Tuesday, December 3, 2013

Yes


“Oh, Yvette, it’s you.  I didn’t expect you to answer the phone.”  I could understand that.  Often, when I make a call, I rehearse the message I will leave when I get to voicemail while the phone is ringing.

“Well, it is me,” I laughed.  “How can I help you?”

“Yvette, tonight is Hymn Sing at the Home.  Susan has laryngitis.  Could you fill in?  It’s only about half an hour.  Sing what you like.”

Could I fill in?  Good question.  Or, more to the point, did I want to fill in?  My intuition told me that the hymns I learned in my small-town French Canadian Catholic parish + the hymns I have been leading in my own parish during the last 35 years the hymns the residents would be able to sing along to and want to hear.

“There’s a book, and the people will sing along, and you can choose what you want.”

“Sure, Jackie, I’d be happy to come.”

“Really, Yvette?  You’ll come?”  Sometimes, I shudder to think of the impression I must make on people.

“Yes.  I’d love to.  What time?”

“Six o’clock.”

“Okay.  See you then.”

So, after work, I stopped at home to pick up our two parish hymnals, just in case I needed a melody.  This was to be an a capella gig, and I might need some support.  As I navigated toward the Home, I thought of my strategy :  first, the familiar, then the familiar to them that I could support with the piano.  It just might work.

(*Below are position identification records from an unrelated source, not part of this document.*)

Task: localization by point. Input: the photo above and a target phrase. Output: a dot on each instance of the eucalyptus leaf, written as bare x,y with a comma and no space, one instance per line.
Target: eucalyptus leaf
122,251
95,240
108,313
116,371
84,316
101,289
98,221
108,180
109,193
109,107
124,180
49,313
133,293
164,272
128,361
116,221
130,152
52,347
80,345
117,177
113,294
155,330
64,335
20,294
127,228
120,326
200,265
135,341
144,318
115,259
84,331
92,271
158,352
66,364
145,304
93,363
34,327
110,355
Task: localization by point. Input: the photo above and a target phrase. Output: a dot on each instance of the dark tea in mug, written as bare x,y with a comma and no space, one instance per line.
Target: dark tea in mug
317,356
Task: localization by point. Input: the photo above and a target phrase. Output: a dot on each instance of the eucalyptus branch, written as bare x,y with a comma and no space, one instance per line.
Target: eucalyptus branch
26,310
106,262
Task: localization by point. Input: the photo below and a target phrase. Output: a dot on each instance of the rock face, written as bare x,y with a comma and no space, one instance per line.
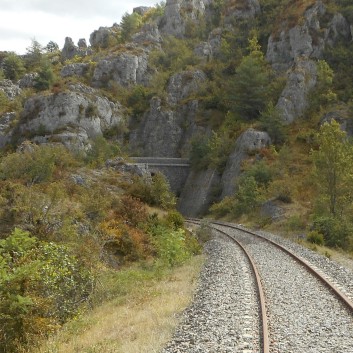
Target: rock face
125,69
301,79
10,89
148,37
79,69
70,49
165,132
182,84
235,10
198,192
249,141
178,12
342,116
100,38
306,39
5,128
28,80
71,117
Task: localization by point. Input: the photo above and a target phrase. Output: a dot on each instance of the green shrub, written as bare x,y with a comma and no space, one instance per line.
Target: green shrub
336,231
36,163
175,220
41,286
315,237
170,245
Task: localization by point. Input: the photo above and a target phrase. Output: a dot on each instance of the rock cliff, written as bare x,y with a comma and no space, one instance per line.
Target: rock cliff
73,117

Residents had started to gather when I walked into the recreation room about 5:45 p.m. Some wheeled in on their own power, and found a place in the lines or by the wall.  Others were taxied in and positioned.  Kathy glided over to say hello.  “Are you visiting here tonight?” she asked.

“Yes and no,” I replied.  “I’m here to lead the Hymn Sing.  Jackie is desperate.”

“I never come to Hymn Sing,” Kathy commented.

“Well, you have to come tonight,” I encouraged.  She stayed.  I excused myself to check out the song books.  They confirmed my original fear—lots of hymns with only a few lines I could hum on my own.   

“Hey, Yvette,” Virginia piped up.  “The music for the hymns is in the binders on the piano.”  Bless you, I thought.  I am saved.

We started with “He’s Got the Whole World.”  Safe, I figured.  Upbeat.  People clapped.  We sang all the verses in the songbook, and then made up our own.  “He’s got the wind and the cold . . .” and then, three days before the Grey Cup, “He’s got Rider Nation . . . In His hands he’s got Rider Nation . . .”  That song set the tone.  I smiled, and wandered among the audience, and they smiled back and sang along.  We went through “Joyful, Joyful, We Adore You,” “Lord of the Dance,” “Amazing Grace,” “Here I Am,” and “Abide With Me”.  Although I had to use the piano a few times, I handled some requests and we made it through the session.  When I announced the last hymn, the residents had the grace to sound disappointed.

Afterwards, they insisted I stay for cake and coffee.  I thanked everyone individually, shaking hands and looking into their eyes, seeing my father among them in the last two months of his life, and seeing myself in their place twenty or twenty-five years down the road.  One hour of my time invested in something so simple brought so much joy to a singular group of people.

All because I answered my cellphone, and said ‘Yes!’  A powerful word, Yes.